BandwidthTest shows the bandwidth in MB/s as
GTX285 GTX275 single GPU in GTX295
H-D 2332 2970 3076
D-H 2051 3468 2884
D-D 127687 105090 96079

Which GTX285 shows fastest Device-Device copy bandwidth as expected. Host to device and device to host behavior seems a little weird.

The difference start to show up in transpose and transposeNew:
GTX285 GTX275 single GPU core in GTX295
Naive transpose average time: 3.367 ms 2.019 1.259 ms
Optimized transpose average time: 0.279 ms 0.167 0.183 ms
Here GTX285 is the slowest! I don’t know why the naive transpose runs the fastest on the GTX295 and why the Optimized transpose time runs the fastest on GTX 275.

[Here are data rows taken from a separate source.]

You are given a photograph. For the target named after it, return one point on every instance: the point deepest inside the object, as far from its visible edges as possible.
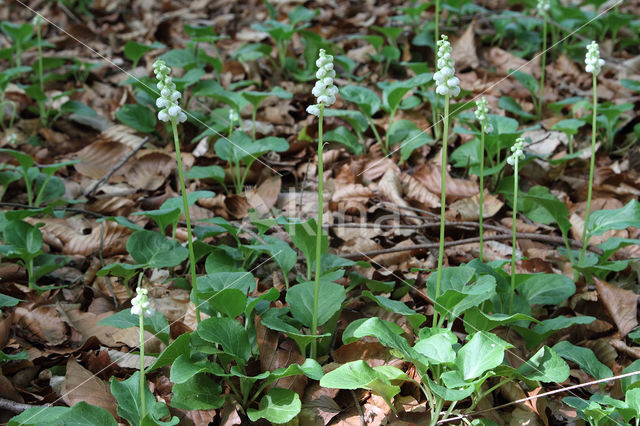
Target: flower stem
(544, 64)
(142, 376)
(481, 201)
(513, 233)
(187, 216)
(316, 289)
(591, 167)
(443, 201)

[TransposeNew] [TransposeNew] [TransposeNew]
> Device 0: “GeForce GTX 285” > Device 0: “GeForce GTX 275” > Device 0: “GeForce GTX 295”
> SM Capability 1.3 detected: > SM Capability 1.3 detected: > SM Capability 1.3 detected:
> CUDA device has 30 Multi-Processors > CUDA device has 30 Multi-Processors > CUDA device has 30 Multi-Processors
> SM performance scaling factor = 1.00 > SM performance scaling factor = 1.00 > SM performance scaling factor = 1.00
Matrix size: 2048x2048 (64x64 tiles), tile size: 32x32, block size: 32x8
Kernel Loop over kernel Loop within kernel
simple copy 118.61 GB/s 121.45 GB/s 91.54 GB/s 65.88 GB/s 89.22 GB/s 64.69 GB/s
shared mem copy 94.67 GB/s 96.55 GB/s 93.45 GB/s 95.71 GB/s 83.77 GB/s 87.17 GB/s
naive transpose 2.97 GB/s 2.99 GB/s 4.76 GB/s 4.75 GB/s 4.23 GB/s 4.22 GB/s
coalesced transpose 21.83 GB/s 22.96 GB/s 65.87 GB/s 77.58 GB/s 62.67 GB/s 69.15 GB/s
no bank conflict trans 22.07 GB/s 23.00 GB/s 79.94 GB/s 78.92 GB/s 70.86 GB/s 70.22 GB/s
coarse-grained 22.05 GB/s 22.98 GB/s 74.16 GB/s 78.98 GB/s 70.97 GB/s 70.08 GB/s
fine-grained 93.81 GB/s 96.77 GB/s 92.20 GB/s 95.78 GB/s 83.61 GB/s 86.46 GB/s
diagonal transpose 88.92 GB/s 98.18 GB/s 70.38 GB/s 74.65 GB/s 62.96 GB/s 66.25 GB/s

the biggest difference is that the GTX285 has bad performance in coalesced transpose and its variants (no bank conflict and coarsegrained).
Note the difference between that and diagonal transpose, it seems there is partition camping problem. However why the gtx275 and gtx295 doesn’t have the same issue?

GTX 275 and GTX 295 each have 7 partitions instead of 8, which means they are not nearly as susceptible to partition camping from data structures with power-of-two dimensions as GTX 285.

Thanks. That explains the results I got. And how do I figure out the number of partitions of a card? By dividing the memory by 128MB?

Divide the memory controller pin/bit count by 64. So a 512 bit card like the GTX285 or Tesla C1060 has 512/64 = 8 partitions, a 448 bit card like the GTX275 has 448/64 = 7 partitions.

It may seem odd that the post that left me quizzical is also the shortest. Would some one mind explaining it in a little more detail as to what this means. At what level of hierarchy do the aforesaid partitions fall talking in terms of GPC–>SMs–>Cuda cores .

Thanks for the effort :)

You can read more about partition camping in the whitepaper inside the matrixTranspose example in the CUDA SDK, page 16 to be precise.
Partition camping is not a problem on Fermi GPU.